Page 1 of 1

A regex which the whole PHP world would appreciate.

Posted: Wed Mar 26, 2008 2:16 am
by Walid
Does anyone know of a regexp that can be used with preg_replace that can replace all ampersands which are not connected to an HTML entity into an HTML entity.

So, on the following, the & in between PHP & ASP would get replaced by the & html entiry and the © would be left untouched.

Code: Select all

$string = "PHP & ASP went up a tree. My poem is © 2008.";
$string = preg_replace($regexp', '&', $string);
This regex would probably be valued by each and every single PHP developer. (Especially me, of course)

Re: A regex which the whole PHP world would appreciate.

Posted: Wed Mar 26, 2008 2:51 am
by onion2k
What cases would it need to match? Wouldn't it just be any ampersand followed by whitespace, or by an alphanumeric string that doesn't have a semi-colon at the end? I can't think of anything else it'd need to match...

But..

Why can't you use html_entity_decode() followed by htmlentities()? Wouldn't that achieve the same result?

Re: A regex which the whole PHP world would appreciate.

Posted: Thu Mar 27, 2008 12:07 am
by Walid
What cases would it need to match?

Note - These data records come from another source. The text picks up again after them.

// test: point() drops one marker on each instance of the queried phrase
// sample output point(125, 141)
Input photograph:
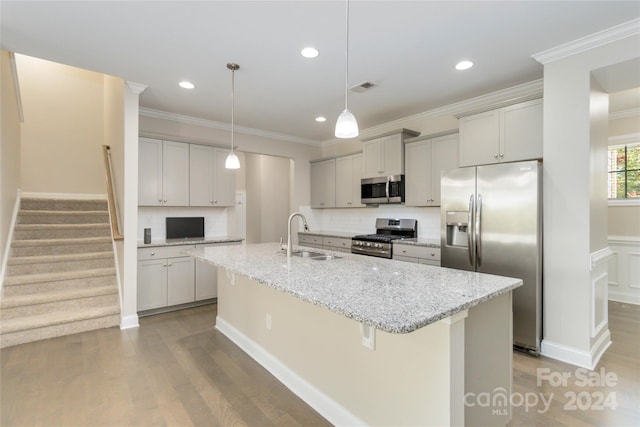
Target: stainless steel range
point(387, 230)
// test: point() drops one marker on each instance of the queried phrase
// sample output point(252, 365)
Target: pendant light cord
point(346, 62)
point(233, 104)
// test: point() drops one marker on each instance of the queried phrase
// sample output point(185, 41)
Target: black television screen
point(185, 227)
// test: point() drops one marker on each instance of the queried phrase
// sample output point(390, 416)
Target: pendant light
point(346, 126)
point(232, 161)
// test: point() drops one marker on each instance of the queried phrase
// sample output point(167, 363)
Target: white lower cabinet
point(167, 278)
point(417, 254)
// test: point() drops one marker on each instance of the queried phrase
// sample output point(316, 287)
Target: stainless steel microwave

Wouldn't it just be any ampersand followed by whitespace, or by an alphanumeric string that doesn't have a semi-colon at the end?
I can't think of any either. But, being regex-illiterate, I don't even know how to put that together. If you could do the honours and also add an explanation for each part of the pattern, that would be fantastic.
Why can't you use html_entity_decode() followed by htmlentities()? Wouldn't that achieve the same result?
Actually, running html_entity_decode() alone seems to have done the trick. I am in a bit confusion right now as to what's going on.

Re: A regex which the whole PHP world would appreciate.

Posted: Thu Mar 27, 2008 12:10 am
by Walid
Walid wrote:
Why can't you use html_entity_decode() followed by htmlentities()? Wouldn't that achieve the same result?
Actually, running html_entity_decode() alone seems to have done the trick. I am in a bit confusion right now as to what's going on.
My mistake... it is not.

Running the 2 functions one after the other simply do and undo. So how would that work?

Re: A regex which the whole PHP world would appreciate.

Posted: Thu Mar 27, 2008 2:57 am
by onion2k
html_entity_decode() turns html entities in a string into their character equivalents ... so it should turn "PHP & ASP went up a tree. My poem is © 2008." into "PHP & ASP went up a tree. My poem is © 2008.". Running that resulting string through htmlentities() will turn it into "PHP & ASP went up a tree. My poem is © 2008.". Which is what you want, right?

If it doesn't then there's something wrong with your code, or possibly with the character encoding of the initial string.